How to nail it: If you don’t have the time or resources to produce a quality and engaging video piece, then it’s better to skip it. The ideal video length for landing pages is 60-90 secs. If used as a background – use autoplay, if not – leave it to the user to play it if interested. Having real humans always work better than just graphics.
Note: Carelessly implemented videos might have the opposite effect, so always A/B test the versions with and without a video to see if it’s working for you.
In today’s world full of budding startups that often overpromise and underdeliver, looking legit and reliable is becoming increasingly important. According to a report by KoMarketing, 44% of users say that the lack of contact information makes them leave a website and rated it as the second most important element of a homepage. [source] So if you want people to stay on your page and move them down the conversion funnel, you have to offer them an easy way to contact you.
How to nail it: luckily, we now have an amazing choice of bot chats, business phone systems, shared office spaces, etc which can give you all the basics. Ideally, you should be aiming for as many as possible from this list:
Most conversions come from repeat visitors and those repeat visitors come from people remembering your brand for all sorts of reasons. Numerous studies have shown that repeat visitors have higher engagement and conversion rates and even though they don’t come back only because of your stunning landing page, this surely contributes a lot.

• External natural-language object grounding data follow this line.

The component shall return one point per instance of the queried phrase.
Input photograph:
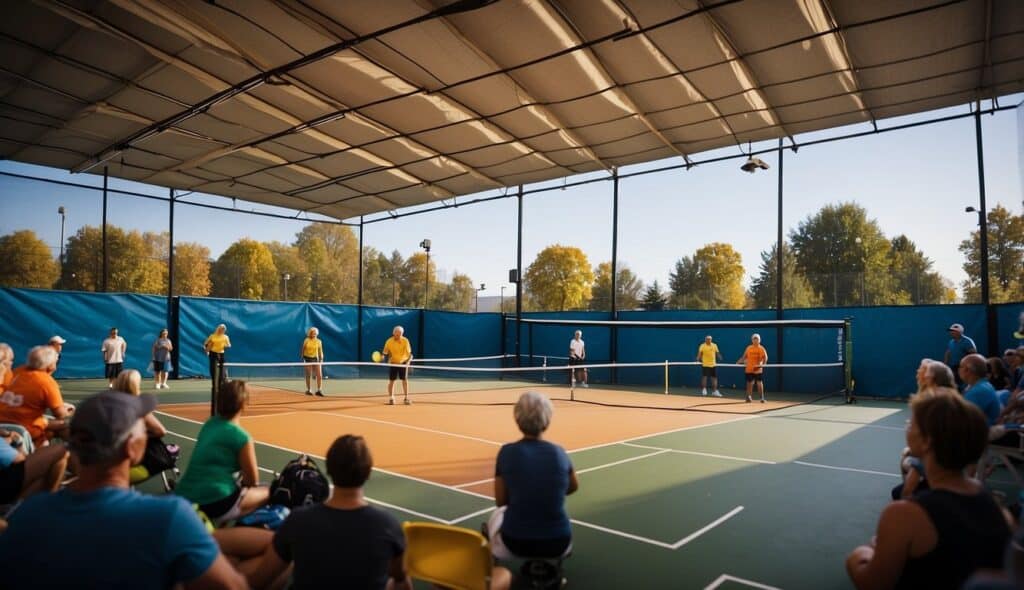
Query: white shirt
(114, 350)
(577, 347)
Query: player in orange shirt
(32, 392)
(756, 357)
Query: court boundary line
(726, 578)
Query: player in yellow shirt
(215, 346)
(312, 355)
(708, 353)
(397, 350)
(756, 357)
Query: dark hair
(954, 427)
(231, 398)
(348, 461)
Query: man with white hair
(398, 352)
(32, 392)
(578, 354)
(138, 541)
(756, 357)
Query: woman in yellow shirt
(312, 355)
(215, 346)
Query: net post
(666, 377)
(848, 359)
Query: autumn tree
(559, 279)
(845, 256)
(630, 288)
(246, 270)
(653, 298)
(332, 255)
(712, 279)
(1006, 258)
(797, 292)
(26, 261)
(192, 269)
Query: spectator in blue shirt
(532, 477)
(958, 346)
(974, 372)
(100, 534)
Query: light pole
(426, 272)
(61, 211)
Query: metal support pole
(102, 279)
(779, 266)
(992, 341)
(518, 283)
(358, 304)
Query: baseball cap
(103, 421)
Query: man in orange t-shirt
(756, 357)
(32, 392)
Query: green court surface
(773, 500)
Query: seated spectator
(222, 450)
(974, 373)
(31, 393)
(344, 542)
(23, 475)
(532, 477)
(938, 538)
(98, 533)
(130, 381)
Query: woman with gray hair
(532, 477)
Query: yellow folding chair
(449, 556)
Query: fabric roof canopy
(301, 103)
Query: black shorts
(113, 370)
(11, 480)
(218, 508)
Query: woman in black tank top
(942, 536)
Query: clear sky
(913, 181)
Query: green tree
(1006, 258)
(192, 269)
(712, 279)
(412, 281)
(915, 283)
(628, 285)
(797, 292)
(289, 261)
(845, 256)
(136, 262)
(653, 298)
(26, 261)
(246, 270)
(559, 279)
(333, 263)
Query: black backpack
(299, 483)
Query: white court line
(716, 456)
(834, 467)
(409, 426)
(726, 578)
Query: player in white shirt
(578, 352)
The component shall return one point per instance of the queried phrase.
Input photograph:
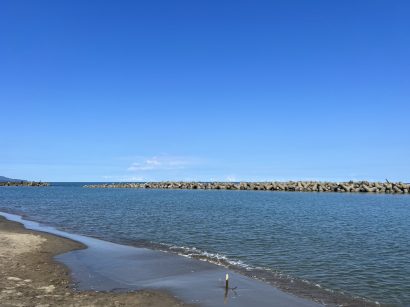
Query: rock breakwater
(294, 186)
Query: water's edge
(299, 287)
(262, 294)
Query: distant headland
(292, 186)
(10, 182)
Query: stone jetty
(23, 184)
(294, 186)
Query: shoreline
(31, 276)
(292, 287)
(191, 281)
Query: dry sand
(30, 277)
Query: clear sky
(205, 90)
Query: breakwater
(23, 184)
(294, 186)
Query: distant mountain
(5, 179)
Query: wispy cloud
(123, 178)
(161, 163)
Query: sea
(345, 245)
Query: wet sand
(30, 277)
(106, 266)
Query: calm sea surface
(355, 243)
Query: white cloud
(161, 163)
(123, 178)
(231, 178)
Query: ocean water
(356, 245)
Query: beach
(106, 273)
(30, 276)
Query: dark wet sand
(106, 266)
(29, 276)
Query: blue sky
(205, 90)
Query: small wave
(298, 286)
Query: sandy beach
(30, 276)
(110, 274)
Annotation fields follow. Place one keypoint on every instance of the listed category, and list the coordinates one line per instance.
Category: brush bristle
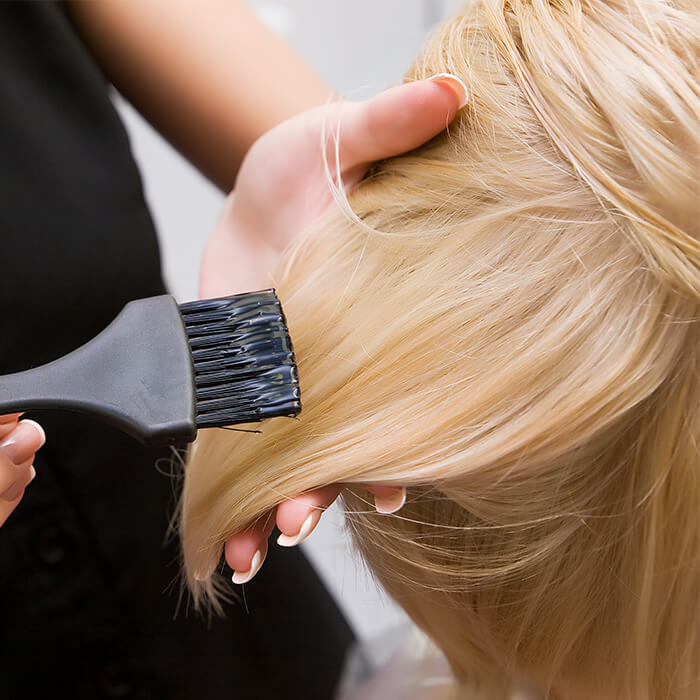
(243, 359)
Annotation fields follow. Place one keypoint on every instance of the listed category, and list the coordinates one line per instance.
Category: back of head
(508, 324)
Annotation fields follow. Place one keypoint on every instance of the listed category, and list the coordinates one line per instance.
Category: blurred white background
(358, 47)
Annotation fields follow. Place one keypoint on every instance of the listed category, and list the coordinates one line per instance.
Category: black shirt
(89, 589)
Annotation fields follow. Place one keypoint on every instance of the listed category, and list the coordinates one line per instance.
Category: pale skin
(212, 79)
(272, 202)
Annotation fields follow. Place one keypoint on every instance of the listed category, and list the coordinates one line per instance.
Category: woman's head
(508, 325)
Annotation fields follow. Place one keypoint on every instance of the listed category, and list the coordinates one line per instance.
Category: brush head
(243, 360)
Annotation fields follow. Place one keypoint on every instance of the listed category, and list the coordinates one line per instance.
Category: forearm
(207, 74)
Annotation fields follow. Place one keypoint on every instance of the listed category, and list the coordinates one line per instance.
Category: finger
(387, 499)
(7, 507)
(240, 549)
(21, 443)
(297, 517)
(399, 119)
(9, 418)
(24, 474)
(8, 423)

According to a study by Brilliance.com retained e-commerce visitors converted 73.72% more than first-time visitors. [source]
The memory does a remarkably good job at recalling events and items that are out of the ordinary. This means that if you manage to design a landing page that stands out and is not following the same pattern/layout as most of your competitors, you’re more likely to pop in your users’ minds next time when they think of your type of product.

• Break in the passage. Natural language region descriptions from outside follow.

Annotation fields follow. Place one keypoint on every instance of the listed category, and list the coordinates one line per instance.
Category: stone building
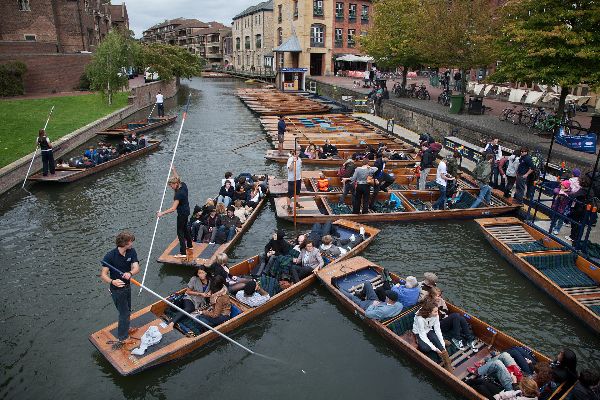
(203, 38)
(54, 38)
(252, 33)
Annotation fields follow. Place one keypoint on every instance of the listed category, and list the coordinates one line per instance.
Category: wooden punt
(417, 205)
(205, 253)
(570, 279)
(274, 155)
(68, 174)
(174, 343)
(347, 273)
(138, 127)
(273, 102)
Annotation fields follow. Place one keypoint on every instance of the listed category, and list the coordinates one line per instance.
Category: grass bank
(21, 120)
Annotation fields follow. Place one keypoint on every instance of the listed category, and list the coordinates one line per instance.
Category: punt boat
(570, 279)
(177, 342)
(397, 205)
(350, 273)
(205, 253)
(71, 174)
(138, 127)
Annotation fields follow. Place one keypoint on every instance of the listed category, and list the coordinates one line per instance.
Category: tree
(105, 71)
(554, 42)
(390, 41)
(456, 33)
(171, 61)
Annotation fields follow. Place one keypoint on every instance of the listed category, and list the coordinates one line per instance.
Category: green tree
(390, 40)
(554, 42)
(457, 34)
(171, 61)
(105, 71)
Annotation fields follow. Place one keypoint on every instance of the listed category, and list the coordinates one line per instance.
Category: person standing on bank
(182, 206)
(47, 153)
(160, 104)
(280, 133)
(124, 258)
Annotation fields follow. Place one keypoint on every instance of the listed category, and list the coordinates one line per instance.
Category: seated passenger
(527, 390)
(253, 295)
(196, 294)
(322, 183)
(230, 223)
(219, 310)
(308, 262)
(226, 193)
(426, 328)
(374, 308)
(330, 250)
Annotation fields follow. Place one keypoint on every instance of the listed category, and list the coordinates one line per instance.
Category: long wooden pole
(35, 151)
(162, 200)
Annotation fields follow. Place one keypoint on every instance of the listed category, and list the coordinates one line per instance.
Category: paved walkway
(488, 125)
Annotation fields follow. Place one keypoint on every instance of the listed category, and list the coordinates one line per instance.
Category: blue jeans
(122, 299)
(440, 204)
(371, 296)
(485, 193)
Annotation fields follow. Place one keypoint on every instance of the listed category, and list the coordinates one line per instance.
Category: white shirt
(441, 171)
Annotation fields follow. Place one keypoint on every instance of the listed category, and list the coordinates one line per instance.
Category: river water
(51, 241)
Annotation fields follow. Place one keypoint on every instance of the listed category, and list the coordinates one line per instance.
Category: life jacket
(323, 184)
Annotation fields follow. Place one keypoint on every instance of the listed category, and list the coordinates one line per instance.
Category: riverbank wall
(140, 97)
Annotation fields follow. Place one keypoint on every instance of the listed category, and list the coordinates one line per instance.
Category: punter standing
(182, 206)
(123, 258)
(47, 153)
(160, 104)
(280, 133)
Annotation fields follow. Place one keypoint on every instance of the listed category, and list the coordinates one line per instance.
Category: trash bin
(456, 103)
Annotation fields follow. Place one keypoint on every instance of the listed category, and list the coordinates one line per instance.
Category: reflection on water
(52, 239)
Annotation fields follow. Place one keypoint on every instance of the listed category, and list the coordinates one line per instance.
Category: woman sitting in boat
(454, 325)
(226, 193)
(219, 310)
(309, 261)
(253, 295)
(195, 296)
(426, 328)
(255, 195)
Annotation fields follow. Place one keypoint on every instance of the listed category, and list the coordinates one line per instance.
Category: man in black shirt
(124, 258)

How to nail it: creating a memorable brand goes much beyond an extraordinary landing page, but there’re tricks that you can implement on your landing page, even if your brand is not that strong. An easy way is investing in a memorable, interesting photo or making your headline a bit “shocking”. Delighting the user with impressive micro-interactions is another successful way, or using a witty sense of humour in your copy. Whatever you choose – make sure you stay consistent with the angle you’ve chosen to differentiate you.
For example, after introducing the pony animation with the smashing ice cream on our homepage contact form submissions increased by 63%.
Whether you’re having a sticky button or multiple CTA buttons on your desktop version, it really depends on your layout and style. There’s no confirmed universal winner, you have to test for your specific page. However, when it comes to mobile, floating buttons often create usability issues, while CTA left at the bottom of the page might be often hard to find.
How to nail it: the CTA should be prioritised higher on the page and included a few more times in the rest of the page for easier access while the user scrolls. “The thumb zone” should be taken into consideration and the most preferred size is 60 pixels width.